The international/expat/foreign resident (however you like to call it) population is indeed diverse, with a wide range of nationalities, ages, backgrounds, fortunes, professions and myriad other circumstances.

I sat down and wondered how I could possibly speak for everyone in one simple statement, until I realised that there is one thing that links us all. One thing that the international community as a whole is missing now, which is what is perhaps producing more coronavirus-generated unease than among the population in general. Our connections with the rest of the world, including our home countries, have been lost. It's almost as if Covid-19 had eaten its way through the umbilical cord that links us to what was, and maybe for some still is, our home.

While we can keep in contact with anyone we like virtually, we have lost that security of knowing that dozens of airports in the UK and around Europe are just a couple of hours away.

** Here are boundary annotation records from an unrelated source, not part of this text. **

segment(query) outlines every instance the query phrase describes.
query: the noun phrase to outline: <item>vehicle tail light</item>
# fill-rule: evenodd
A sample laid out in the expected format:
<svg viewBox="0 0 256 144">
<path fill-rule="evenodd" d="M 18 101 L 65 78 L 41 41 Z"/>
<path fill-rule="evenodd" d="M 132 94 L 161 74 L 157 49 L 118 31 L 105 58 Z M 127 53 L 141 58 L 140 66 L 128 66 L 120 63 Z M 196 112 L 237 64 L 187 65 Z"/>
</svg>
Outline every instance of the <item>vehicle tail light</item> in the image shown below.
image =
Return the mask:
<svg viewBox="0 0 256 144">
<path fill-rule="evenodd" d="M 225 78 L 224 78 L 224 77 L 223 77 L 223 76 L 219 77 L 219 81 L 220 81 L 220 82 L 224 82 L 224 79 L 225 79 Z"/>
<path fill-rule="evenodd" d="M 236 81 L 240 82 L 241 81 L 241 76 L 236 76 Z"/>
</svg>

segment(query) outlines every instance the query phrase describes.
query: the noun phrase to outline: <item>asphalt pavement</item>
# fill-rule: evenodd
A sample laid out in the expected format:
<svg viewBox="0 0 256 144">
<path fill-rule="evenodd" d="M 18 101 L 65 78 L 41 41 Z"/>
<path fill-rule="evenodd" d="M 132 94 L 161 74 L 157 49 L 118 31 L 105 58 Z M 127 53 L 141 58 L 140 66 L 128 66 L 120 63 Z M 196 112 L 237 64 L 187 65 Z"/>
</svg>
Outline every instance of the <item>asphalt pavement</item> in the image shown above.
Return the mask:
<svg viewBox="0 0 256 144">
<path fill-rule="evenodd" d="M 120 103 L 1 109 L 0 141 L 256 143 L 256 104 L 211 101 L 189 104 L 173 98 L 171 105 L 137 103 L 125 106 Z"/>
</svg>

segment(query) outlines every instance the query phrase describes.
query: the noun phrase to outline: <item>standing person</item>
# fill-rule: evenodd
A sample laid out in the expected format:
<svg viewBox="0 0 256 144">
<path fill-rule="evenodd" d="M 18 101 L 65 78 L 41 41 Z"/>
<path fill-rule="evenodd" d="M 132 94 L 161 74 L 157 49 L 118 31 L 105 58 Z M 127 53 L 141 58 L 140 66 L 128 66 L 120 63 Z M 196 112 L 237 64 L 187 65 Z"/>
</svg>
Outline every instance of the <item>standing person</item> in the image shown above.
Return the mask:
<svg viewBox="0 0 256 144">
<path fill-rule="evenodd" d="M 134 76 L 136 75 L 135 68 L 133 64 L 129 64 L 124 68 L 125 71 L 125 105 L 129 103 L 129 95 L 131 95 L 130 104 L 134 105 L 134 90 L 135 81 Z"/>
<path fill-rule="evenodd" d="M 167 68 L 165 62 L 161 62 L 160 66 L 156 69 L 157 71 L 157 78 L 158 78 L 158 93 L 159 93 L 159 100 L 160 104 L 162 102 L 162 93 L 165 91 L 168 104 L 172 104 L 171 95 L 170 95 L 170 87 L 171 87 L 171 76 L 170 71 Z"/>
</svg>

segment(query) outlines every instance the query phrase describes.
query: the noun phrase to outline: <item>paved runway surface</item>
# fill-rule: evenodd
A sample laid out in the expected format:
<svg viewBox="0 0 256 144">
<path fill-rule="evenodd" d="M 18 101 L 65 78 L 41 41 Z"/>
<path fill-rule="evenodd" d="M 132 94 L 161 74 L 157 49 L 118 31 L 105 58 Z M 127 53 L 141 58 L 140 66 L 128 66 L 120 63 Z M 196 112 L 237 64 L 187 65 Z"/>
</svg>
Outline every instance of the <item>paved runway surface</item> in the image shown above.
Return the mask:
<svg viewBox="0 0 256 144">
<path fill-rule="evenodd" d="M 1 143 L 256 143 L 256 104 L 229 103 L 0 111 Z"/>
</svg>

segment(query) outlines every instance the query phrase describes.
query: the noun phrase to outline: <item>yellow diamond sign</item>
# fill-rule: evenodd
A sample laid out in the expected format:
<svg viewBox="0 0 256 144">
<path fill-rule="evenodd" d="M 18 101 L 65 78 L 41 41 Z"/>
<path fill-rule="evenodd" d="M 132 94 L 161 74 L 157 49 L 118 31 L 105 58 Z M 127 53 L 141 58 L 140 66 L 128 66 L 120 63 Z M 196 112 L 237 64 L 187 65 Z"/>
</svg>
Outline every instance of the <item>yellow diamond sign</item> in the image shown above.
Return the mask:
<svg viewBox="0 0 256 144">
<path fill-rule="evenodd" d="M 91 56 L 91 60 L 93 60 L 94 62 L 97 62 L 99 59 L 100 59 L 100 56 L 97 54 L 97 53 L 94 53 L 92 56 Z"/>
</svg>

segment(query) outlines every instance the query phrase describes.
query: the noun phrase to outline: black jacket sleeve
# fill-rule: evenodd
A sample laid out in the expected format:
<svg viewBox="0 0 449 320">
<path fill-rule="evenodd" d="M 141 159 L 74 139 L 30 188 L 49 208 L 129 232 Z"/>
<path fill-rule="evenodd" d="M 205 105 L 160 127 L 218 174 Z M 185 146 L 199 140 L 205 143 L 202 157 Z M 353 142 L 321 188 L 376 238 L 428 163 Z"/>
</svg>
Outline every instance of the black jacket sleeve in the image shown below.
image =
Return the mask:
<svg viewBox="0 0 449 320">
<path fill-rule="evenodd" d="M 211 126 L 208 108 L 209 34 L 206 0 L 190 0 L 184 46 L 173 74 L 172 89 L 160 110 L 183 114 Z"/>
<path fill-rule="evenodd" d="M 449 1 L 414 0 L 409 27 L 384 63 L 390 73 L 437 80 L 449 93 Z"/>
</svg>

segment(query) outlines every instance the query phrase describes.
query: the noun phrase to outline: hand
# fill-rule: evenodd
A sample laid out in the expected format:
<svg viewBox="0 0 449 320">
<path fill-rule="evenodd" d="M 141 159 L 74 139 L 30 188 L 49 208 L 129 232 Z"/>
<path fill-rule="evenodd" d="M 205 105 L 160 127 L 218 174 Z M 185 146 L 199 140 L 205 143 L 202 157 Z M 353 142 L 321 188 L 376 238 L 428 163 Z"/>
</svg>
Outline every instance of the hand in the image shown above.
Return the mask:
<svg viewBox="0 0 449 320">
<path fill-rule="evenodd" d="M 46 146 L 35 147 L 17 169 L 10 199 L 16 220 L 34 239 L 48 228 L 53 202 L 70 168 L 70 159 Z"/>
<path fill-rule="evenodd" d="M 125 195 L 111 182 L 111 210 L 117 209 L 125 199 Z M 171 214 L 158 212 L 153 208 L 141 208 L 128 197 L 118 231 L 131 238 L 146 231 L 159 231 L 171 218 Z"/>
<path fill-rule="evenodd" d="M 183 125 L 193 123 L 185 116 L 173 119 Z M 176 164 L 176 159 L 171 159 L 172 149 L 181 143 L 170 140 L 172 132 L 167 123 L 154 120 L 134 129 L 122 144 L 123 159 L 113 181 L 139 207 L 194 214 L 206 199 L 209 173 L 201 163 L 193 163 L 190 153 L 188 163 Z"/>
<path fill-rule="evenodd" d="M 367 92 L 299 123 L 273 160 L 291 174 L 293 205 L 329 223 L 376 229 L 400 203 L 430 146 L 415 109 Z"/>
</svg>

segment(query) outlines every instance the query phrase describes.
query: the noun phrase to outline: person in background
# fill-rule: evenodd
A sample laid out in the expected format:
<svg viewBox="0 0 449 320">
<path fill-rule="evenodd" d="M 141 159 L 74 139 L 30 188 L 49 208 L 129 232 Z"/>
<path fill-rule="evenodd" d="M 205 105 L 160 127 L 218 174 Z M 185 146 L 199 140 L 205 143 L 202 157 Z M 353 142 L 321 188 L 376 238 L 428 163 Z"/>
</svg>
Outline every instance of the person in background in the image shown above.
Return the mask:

We might not necessarily have wanted to go anywhere this spring, but the idea that we currently can't go beyond our municipal boundary, or that friends and relatives can't just come and see us, is unsettling to say the least.

Some have found themselves literally trapped at the wrong end of that cord, while for others its detachment represents a loss of livelihood. Thousands of jobs here on the Costa del Sol depend precisely on that ability for people to hop onto a plane and be in the sunshine in no time at all.

And now two months after this lifeline was lost there has been mixed news about its return.

First we hear that Spain, and the UK, are going to force anyone coming in from abroad to go into quarantine for two weeks. Not such a big deal at the moment as few are able to come in anyway, but how long will that be in force?

At the same time companies such as Ryanair - responsible for the strength of that lifeline - are announcing that flights will resume from July. Meanwhile Brussels and the travel industry are doing their best to get things moving sooner rather than later.

Everything, though, at the moment, from what time we can go for a walk this evening to when we can fly to London, depends on the announcements the Spanish PM and his ministers deliver every so often on our TV screens, guided wisely - we hope - by those studying the behaviour of a virus.

Soon we'll get that connection back, albeit not quite in the same way, and with it that comfortable feeling that no one's really that far away.

Meanwhile we'll just have to take things one "phase" at a time.